Hines bouillonne intérieurement et se met puérilement à bouder pour manifester son mécontentement. Pire, il envisage même un transfert vers des contrées où ses talents de receveur seront appréciés à leur juste valeur. Il faut finalement les bons mots teintés de coréen de sa mère pour le convaincre de redoubler d’effort, une énième fois : « Rien ne te sera jamais donné. Rien ne t’as jamais été donné. Tu dois juste travailler. » Le sempiternel refrain qui fait saigner ses oreilles. Mais au fond, il sait parfaitement qu’elle a raison. Seulement, il est épuisé de devoir l’entendre encore et encore pour apaiser son courroux.
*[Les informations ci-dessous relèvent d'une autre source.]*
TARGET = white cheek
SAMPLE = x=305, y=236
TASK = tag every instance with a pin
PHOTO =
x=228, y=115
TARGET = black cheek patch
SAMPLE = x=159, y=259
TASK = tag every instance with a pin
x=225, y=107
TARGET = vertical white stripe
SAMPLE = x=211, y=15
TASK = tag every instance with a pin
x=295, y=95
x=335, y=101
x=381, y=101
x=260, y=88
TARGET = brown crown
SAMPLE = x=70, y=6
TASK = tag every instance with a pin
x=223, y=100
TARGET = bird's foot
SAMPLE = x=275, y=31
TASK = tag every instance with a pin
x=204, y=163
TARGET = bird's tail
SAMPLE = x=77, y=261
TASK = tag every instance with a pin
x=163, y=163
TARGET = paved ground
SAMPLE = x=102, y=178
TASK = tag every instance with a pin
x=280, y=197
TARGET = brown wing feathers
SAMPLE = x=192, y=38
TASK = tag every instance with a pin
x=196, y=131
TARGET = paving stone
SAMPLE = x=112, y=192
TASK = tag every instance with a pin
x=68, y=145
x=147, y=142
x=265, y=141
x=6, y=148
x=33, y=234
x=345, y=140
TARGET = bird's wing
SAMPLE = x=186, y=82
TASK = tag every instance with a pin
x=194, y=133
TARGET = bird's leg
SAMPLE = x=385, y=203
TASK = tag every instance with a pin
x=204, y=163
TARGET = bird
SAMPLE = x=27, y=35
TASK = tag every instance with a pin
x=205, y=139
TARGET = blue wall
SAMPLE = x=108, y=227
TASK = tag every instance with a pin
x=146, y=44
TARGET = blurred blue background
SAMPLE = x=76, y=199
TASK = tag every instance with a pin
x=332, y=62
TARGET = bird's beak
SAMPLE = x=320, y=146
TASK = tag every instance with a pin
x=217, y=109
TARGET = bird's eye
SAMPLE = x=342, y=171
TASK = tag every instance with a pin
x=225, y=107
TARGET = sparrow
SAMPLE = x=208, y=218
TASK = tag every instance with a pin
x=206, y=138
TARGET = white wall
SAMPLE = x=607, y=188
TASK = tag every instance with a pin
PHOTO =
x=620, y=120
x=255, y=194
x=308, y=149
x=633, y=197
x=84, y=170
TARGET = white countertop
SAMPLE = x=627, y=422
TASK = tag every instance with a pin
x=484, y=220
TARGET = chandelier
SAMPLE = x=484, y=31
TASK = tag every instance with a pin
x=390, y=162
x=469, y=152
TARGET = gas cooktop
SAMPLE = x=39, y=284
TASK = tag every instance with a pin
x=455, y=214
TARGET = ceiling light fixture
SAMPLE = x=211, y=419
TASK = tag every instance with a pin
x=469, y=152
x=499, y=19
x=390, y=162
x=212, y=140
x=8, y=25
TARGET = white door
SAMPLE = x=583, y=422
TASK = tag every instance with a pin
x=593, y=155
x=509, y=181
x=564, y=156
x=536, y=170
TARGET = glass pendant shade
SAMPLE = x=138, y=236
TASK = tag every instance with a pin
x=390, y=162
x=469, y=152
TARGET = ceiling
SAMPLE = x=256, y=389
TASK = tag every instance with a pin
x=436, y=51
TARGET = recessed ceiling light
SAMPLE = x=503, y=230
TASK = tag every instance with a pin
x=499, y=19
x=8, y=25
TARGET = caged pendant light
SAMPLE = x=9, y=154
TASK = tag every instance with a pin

À travers les mots apaisants de Young-he, il retrouve peu à peu le respect maternel qu’il avait perdu, la faute à une frustration stérile vainement retournée contre elle, symbole par défaut de cet héritage coréen si dérangeant dans son adolescence. Un héritage avec lequel il aura tenté de renouer en s’inscrivant à un cours de coréen avant d’abandonner dès le premier jour, par peur de plomber son GPA. Une langue bien trop exigeante. Sous les conseils de sa mère, il canalise sa colère et la transforme en énergie positive. Plutôt que de suer inutilement de rage, il regagne confiance en lui et en sa valeur. Et avec la complicité des patrons du programme de Georgia, la mutation opère.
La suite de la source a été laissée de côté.